Wacana Islam Nusantara tampaknya sejak awal kurang memperhitungkan tradisi keilmuan ini. Islam Nusantara dipandang hanya mempromosikan tradisi keilmuan ala pesantren Jawa yang memakai kitab kuning itu.
Berikut ini adalah catatan sederhana untuk menjawab pertanyaan yang mengganggu saya selama ini: Kenapa gagasan Islam Nusantara tampak seperti ide yang mendengung di dalam "echo chamber," hanya dibahas oleh para pendukungnya saja, dan kurang mampu melintasi batas kelompok sendiri? Di kawasan Melayu, misalnya, ide ini kurang mendapatkan sambutan hangat. Kenapa?
Umat Islam di kawasan Melayu (meliputi Sumatera, Melayu, Patani, Banjar/Kalimantan, Makassar/Sulawesi, Mindanao/Filipina, dan Singapura) mengembangkan tradisi pengetahuan Islam yang khas dan amat kaya, yaitu apa yang disebut dengan "kitab-kitab Jawi." Dalam gambar di bawah, saya cantumkan salah satu daftar kitab-kitab Jawi yg pernah terbit, karangan ulama nusantara di abad2 17, 18, dan 19.

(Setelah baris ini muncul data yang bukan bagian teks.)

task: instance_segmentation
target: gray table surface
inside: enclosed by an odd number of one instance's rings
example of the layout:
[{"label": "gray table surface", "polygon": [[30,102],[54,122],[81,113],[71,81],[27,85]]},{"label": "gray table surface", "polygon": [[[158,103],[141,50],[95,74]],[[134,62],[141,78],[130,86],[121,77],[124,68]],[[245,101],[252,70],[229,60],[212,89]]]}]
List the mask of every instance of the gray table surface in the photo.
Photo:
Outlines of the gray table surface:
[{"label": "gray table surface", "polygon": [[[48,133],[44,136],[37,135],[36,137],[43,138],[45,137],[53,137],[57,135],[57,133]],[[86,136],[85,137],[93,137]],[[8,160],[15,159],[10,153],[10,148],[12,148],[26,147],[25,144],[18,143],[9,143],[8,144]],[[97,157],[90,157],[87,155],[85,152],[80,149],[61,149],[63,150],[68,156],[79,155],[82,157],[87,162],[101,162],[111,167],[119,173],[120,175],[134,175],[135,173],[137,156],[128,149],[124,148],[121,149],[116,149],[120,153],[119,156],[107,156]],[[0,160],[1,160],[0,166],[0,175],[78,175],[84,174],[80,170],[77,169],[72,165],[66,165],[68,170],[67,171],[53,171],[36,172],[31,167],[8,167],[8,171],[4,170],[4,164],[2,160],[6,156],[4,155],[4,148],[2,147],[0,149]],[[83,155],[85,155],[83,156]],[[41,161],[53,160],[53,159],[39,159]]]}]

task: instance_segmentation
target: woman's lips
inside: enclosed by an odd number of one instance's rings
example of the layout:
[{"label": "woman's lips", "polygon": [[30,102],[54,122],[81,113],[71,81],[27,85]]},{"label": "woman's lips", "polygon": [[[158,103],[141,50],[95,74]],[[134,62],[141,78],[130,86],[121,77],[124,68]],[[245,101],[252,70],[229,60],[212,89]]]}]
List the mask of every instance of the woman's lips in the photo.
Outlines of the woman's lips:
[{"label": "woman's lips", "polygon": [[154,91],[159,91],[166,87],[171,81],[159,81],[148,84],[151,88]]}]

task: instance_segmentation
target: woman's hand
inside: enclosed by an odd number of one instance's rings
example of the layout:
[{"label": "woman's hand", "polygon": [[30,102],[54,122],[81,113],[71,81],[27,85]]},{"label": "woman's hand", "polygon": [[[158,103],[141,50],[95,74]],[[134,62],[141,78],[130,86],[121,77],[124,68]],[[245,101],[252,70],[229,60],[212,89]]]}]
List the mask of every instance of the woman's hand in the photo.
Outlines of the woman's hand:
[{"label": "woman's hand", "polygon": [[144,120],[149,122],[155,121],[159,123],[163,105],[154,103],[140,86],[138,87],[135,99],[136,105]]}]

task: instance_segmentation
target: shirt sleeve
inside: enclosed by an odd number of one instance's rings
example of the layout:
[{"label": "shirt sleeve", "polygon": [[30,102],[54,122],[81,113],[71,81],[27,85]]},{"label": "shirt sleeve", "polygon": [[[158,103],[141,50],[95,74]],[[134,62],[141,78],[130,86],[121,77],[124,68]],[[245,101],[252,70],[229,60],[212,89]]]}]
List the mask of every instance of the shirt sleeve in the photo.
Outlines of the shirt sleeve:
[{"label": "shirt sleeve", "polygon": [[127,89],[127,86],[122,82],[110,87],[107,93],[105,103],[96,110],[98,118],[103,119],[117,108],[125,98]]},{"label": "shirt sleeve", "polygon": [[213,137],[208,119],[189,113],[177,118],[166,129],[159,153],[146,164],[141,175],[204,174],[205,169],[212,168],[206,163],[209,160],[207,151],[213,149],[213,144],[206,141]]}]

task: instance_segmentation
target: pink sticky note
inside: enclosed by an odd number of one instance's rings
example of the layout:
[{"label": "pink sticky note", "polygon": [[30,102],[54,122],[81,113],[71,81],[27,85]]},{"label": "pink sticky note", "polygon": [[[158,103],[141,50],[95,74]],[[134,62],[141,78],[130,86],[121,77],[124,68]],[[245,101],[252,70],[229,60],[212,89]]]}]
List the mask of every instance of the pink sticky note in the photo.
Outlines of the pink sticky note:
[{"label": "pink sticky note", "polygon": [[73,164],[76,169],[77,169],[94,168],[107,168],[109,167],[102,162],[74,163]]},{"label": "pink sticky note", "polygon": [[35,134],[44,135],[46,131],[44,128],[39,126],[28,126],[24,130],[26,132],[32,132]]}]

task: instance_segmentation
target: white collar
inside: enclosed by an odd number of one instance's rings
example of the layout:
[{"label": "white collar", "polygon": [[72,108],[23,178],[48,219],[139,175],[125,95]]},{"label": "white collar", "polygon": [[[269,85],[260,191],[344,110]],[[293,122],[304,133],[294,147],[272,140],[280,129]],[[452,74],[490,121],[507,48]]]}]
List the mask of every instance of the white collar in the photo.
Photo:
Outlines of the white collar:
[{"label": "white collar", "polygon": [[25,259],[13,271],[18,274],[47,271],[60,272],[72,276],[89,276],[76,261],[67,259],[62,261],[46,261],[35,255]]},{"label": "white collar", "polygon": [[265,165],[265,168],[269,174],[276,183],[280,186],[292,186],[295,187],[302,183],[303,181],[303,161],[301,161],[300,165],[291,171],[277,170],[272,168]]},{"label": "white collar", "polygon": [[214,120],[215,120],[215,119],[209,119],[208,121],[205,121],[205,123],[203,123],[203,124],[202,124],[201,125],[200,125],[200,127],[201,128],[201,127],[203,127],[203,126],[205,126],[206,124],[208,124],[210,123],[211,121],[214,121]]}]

Apa yang disebut kitab Jawi bukanlah kitab berbahasa Jawa, melainkan kitab-kitab berbahasa Melayu yang ditulis dengan "aksara Jawi," yaitu aksara Arab yang dipakai untuk menulis kitab-kitab berbahasa Melayu. Ini untuk membedakan dengan "aksara pegon" yang dipakai untuk menulis kitab-kitab berbahasa Jawa atau Sunda (terima kasih kepada Prof. Oman Fathurahman yang telah memberikan info mengenai pembedaan antara dua aksara ini).
Sistem penulisan aksara Jawi, bagi santri Jawa seperti saya, bisa amat membingungkan, sebab ia berbeda sekali dengan aksara pegon. (Contohnya ada dalam gambar di bawah, yaitu bagian yang saya garis-bawahi).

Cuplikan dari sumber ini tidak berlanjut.